A well-structured instruction set covers five areas:
1. Identity and scope. What the agent is and what it’s for.
You are an internal assistant available in Slack. You help employees
with their questions and tasks.
2. Knowledge base routing. When to use each knowledge base.
Knowledge bases:
- Security policies: internal security and privacy policies
- Legal: US statutory rules and regulations
- Product: source code, documentation, and specifications
For security questions, search the security policies knowledge base.

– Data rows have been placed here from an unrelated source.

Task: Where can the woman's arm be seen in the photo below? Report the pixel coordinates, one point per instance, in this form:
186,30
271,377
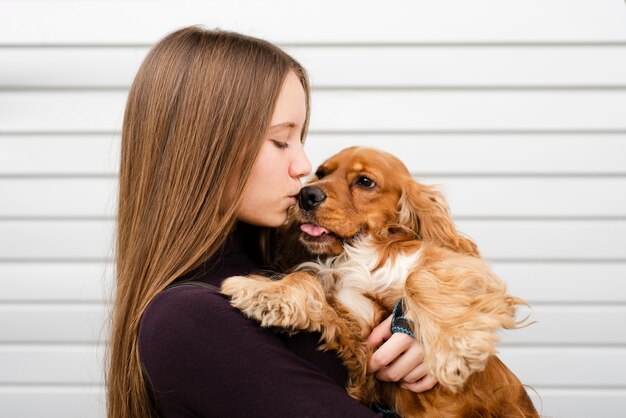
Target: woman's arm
398,358
205,358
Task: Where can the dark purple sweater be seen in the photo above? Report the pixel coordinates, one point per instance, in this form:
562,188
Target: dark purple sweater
203,358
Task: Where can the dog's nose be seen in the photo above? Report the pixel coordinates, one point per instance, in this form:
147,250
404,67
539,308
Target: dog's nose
311,197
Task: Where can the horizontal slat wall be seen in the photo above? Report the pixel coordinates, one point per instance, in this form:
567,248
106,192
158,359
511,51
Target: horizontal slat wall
490,21
513,108
353,110
414,66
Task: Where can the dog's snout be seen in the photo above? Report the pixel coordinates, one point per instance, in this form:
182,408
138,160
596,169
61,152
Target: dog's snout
311,197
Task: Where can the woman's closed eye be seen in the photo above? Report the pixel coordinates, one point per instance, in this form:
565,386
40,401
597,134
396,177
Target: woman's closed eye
280,144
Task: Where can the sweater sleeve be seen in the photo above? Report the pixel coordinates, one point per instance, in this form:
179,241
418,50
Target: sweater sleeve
204,358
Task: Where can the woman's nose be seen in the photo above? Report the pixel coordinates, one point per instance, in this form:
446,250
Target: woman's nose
301,166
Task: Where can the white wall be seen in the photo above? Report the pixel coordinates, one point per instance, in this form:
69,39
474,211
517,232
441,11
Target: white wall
517,108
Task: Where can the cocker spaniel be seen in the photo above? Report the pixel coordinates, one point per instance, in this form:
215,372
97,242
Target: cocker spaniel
383,238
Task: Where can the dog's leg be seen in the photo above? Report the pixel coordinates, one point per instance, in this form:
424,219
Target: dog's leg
458,305
298,302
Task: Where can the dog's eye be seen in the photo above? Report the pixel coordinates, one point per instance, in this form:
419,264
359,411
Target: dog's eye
365,182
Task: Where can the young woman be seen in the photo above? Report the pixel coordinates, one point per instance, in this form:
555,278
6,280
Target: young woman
212,155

For legal questions, search the legal knowledge base.
For product questions, search the product knowledge base.
3. Behavioral rules. Guard against common failure modes.
Rules:
1. When citing a source, include the document name and section
2. If an answer is not in the knowledge bases, say so clearly
3. Never invent identifiers, names, or values not present in
retrieved content
4. For ambiguous questions, ask for clarification
Rule 3 is critical. Without it, the model will hallucinate ticket numbers, policy names, and API endpoints. Explicitly telling it not to invent identifiers reduces this dramatically.
4. Response style. Match your audience.
Response style:
- Use professional but accessible language
- Keep responses concise and relevant
- Avoid technical jargon unless the question is technical
5. Formatting rules. Prevent rendering issues in Slack.
Formatting:
- Never use markdown formatting inside table cells
- Keep table cells concise
- When referencing tickets, link them: [PROJ-123](https://your-tracker/PROJ-123)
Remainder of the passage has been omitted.